Het verschil tussen 'inrichting waar' en 'inrichting voor' is als volgt:

Inrichting waar

Als het Besluit omgevingsrecht (Bor) in een categorie in bijlage I de formulering 'inrichting waar' gebruikt, dan is die categorie van toepassing zodra de activiteit in een inrichting plaatsvindt.

Ook het incidenteel uitvoeren van bepaalde activiteiten valt onder de formulering 'inrichting waar'.

Een uitspraak van de Hoge Raad bevestigt deze uitleg (HR 02469/00, 9 april 2002 (Op- en overslaan gevaarlijke stoffen zonder vergunning)).

Zie bijvoorbeeld categorie 4.4, onderdeel k, sub 1°:

(een inrichting) waar een opslagvoorziening voor verpakte gevaarlijke stoffen, anders dan kunstmeststoffen van meststoffengroep 1 of 2, of CMR-stoffen met een opslagcapaciteit van meer dan 10.000 kg aanwezig isUit de gebruikte formulering volgt dat er sprake is van vergunningplicht zodra een dergelijke opslagvoorziening binnen een inrichting aanwezig is. Het maakt niet uit of de opslagvoorziening er alleen tijdelijk en eenmalig staat.

Inrichting voor

Bij de term 'inrichting voor' ligt het anders.
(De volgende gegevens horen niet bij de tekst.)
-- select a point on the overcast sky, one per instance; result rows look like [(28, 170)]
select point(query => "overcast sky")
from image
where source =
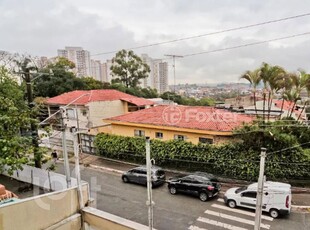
[(40, 27)]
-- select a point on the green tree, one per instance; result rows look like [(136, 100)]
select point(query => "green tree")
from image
[(14, 118), (128, 68), (254, 78), (61, 81), (269, 76)]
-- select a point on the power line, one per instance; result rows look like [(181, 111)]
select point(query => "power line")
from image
[(247, 44), (282, 150), (207, 34)]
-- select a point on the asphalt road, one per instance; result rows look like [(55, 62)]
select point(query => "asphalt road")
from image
[(175, 211)]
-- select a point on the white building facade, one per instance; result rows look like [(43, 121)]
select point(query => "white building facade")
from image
[(80, 57)]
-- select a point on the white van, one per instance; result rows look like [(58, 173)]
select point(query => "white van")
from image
[(276, 197)]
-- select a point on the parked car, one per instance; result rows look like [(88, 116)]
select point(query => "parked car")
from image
[(276, 197), (199, 184), (138, 175)]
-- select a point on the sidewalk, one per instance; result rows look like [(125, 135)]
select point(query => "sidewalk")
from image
[(300, 196)]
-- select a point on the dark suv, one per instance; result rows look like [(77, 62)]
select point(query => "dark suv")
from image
[(200, 184), (138, 175)]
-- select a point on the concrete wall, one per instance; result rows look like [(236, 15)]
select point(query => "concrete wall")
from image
[(44, 211), (167, 134), (42, 178)]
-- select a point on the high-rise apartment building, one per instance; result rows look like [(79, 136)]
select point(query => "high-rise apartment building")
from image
[(158, 76), (80, 57), (157, 79)]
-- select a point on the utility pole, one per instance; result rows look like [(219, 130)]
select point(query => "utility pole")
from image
[(149, 202), (34, 131), (173, 57), (260, 190), (64, 147)]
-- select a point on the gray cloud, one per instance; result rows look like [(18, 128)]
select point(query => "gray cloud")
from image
[(42, 27)]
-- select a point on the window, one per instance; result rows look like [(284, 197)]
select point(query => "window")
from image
[(84, 112), (179, 137), (205, 140), (159, 135), (71, 113), (139, 133), (249, 194)]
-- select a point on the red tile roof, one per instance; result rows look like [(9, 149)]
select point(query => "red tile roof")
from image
[(192, 117), (86, 96)]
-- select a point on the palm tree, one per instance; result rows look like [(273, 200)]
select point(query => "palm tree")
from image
[(270, 75), (301, 82), (254, 78), (284, 85)]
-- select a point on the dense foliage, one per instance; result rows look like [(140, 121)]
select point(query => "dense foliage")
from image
[(128, 68), (231, 160)]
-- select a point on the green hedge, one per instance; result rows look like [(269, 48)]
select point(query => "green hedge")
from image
[(230, 160)]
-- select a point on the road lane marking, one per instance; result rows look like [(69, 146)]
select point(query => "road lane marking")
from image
[(240, 211), (193, 227), (234, 218), (219, 224)]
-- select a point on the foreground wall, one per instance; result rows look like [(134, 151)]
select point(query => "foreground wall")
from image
[(57, 210)]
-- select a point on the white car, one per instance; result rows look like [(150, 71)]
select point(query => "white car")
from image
[(276, 197)]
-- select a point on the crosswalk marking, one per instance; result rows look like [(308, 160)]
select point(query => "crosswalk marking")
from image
[(219, 224), (234, 218), (240, 211), (193, 227)]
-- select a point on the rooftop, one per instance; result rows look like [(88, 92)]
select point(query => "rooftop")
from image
[(192, 117), (96, 95)]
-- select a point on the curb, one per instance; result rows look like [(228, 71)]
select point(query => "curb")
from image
[(294, 208), (303, 209), (106, 169)]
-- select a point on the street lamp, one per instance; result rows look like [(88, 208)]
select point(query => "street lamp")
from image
[(62, 110)]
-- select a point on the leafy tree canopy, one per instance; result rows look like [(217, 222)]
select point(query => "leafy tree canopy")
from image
[(128, 68)]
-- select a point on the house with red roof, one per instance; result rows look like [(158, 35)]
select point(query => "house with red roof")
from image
[(86, 109), (191, 123), (278, 109)]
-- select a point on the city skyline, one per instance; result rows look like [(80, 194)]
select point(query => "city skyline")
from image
[(85, 66), (96, 27)]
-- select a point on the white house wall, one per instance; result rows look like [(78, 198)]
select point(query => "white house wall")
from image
[(104, 109)]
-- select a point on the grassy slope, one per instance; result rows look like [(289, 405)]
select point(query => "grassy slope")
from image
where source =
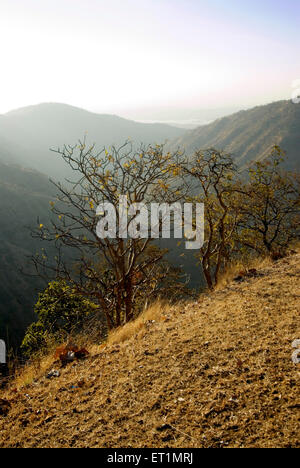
[(216, 373)]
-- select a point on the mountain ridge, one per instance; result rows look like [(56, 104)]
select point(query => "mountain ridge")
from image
[(250, 134)]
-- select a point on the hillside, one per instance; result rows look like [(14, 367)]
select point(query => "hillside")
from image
[(24, 195), (215, 373), (249, 135), (27, 134)]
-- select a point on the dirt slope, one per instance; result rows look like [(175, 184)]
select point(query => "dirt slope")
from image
[(217, 373)]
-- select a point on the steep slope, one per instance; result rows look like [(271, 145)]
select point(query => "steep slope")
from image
[(249, 135), (24, 195), (216, 373), (29, 133)]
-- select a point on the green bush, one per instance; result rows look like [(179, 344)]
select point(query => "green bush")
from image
[(59, 311)]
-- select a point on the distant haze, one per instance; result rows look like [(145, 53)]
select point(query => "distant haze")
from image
[(123, 55)]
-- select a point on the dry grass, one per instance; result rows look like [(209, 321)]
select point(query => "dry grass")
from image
[(212, 373), (238, 266), (136, 328)]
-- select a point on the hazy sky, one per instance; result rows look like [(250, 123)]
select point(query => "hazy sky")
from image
[(118, 55)]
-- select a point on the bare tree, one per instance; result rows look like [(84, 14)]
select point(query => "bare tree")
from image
[(215, 177), (270, 206), (114, 272)]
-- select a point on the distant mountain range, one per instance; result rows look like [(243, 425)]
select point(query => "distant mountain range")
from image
[(26, 135), (249, 135)]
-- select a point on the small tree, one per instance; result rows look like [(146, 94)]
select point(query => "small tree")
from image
[(59, 309), (113, 270), (270, 206), (214, 175)]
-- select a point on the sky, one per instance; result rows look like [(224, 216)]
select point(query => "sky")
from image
[(117, 56)]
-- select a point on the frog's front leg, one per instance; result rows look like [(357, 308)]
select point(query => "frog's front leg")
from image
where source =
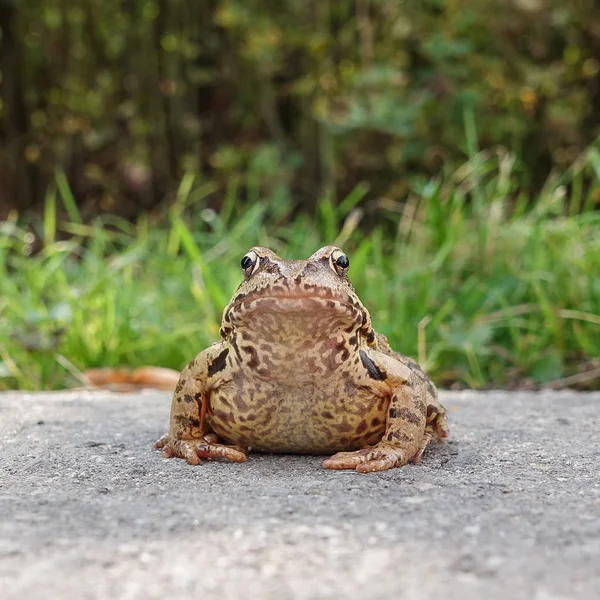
[(188, 436), (406, 434)]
Het moet gaan om een inrichting met de bestemming om de in de categorie omschreven activiteiten te verrichten. Dit is een activiteit die:

  1. meer dan incidenteel gebeurt en
  2. als hij zelfstandig plaats zou vinden, ook een inrichting zou vormen.

Wanneer gebeurt een activiteit meer dan incidenteel?

Dit volgt uit de nota van toelichting bij het Inrichtingen- en vergunningenbesluit (de voorloper van het Bor) en is bevestigd door uitspraken van de Raad van State.

Voorbeelden hiervan zijn:

Denk bijvoorbeeld aan een inrichting waar twee dagen lang een vrachtauto met gevaarlijke stoffen heeft gestaan. Dit maakt de inrichting niet meteen een inrichting VOOR het meer dan 24 uur parkeren van vervoerseenheden met gevaarlijke stoffen (categorie 13.4, onder g, Besluit omgevingsrecht, Bijlage I).

Een ander voorbeeld is een asfaltproducerend bedrijf dat op incidentele basis een hoeveelheid oud asfalt verwerkt tot nieuw asfalt. Het bedrijf is hiermee niet meteen een vergunningplichtige inrichting VOOR de verwerking van afvalstoffen (categorie 28.10, Besluit omgevingsrecht, Bijlage I).

Wanneer vormt de activiteit zelfstandig ook een inrichting?

Uit de nota van toelichting bij het Activiteitenbesluit volgt dat de activiteit een zekere continuïteit en omvang moet hebben om tot vergunningplicht te kunnen leiden. De activiteit moet een dusdanige aard hebben dat hij zelfstandig een inrichting zou vormen.

Volgens de Wet milieubeheer vormt een activiteit zelfstandig een inrichting als de activiteit voldoet aan de volgende criteria (zie ook de beslishulp):

  • bedrijfsmatig of omvang alsof bedrijfsmatig
  • continu of met zekere regelmaat
  • binnen zekere begrenzing
  • genoemd in Bijlage I, Onderdeel C, Besluit omgevingsrecht

De Raad van State bevestigt deze uitleg door bijvoorbeeld ABRvS 201103926/1/A4, 8 augustus 2012.

Denk bijvoorbeeld aan een museum waar dagelijks een demonstratie plaatsvindt van het maken van geschept papier. Het museum is hiermee geen vergunningplichtige inrichting voor het vervaardigen van papier (categorie 16.4, onder c, Besluit omgevingsrecht, Bijlage I).

Als er geen museum zou zijn, maar een locatie waar eenmaal per dag een paar vellen papier worden gemaakt, zou er geen sprake zijn van een Wm-inrichting.

Er zou dan geen bedrijfsmatige activiteit of een activiteit met een bedrijfsmatige omvang zijn (artikel 1.1, Wet milieubeheer).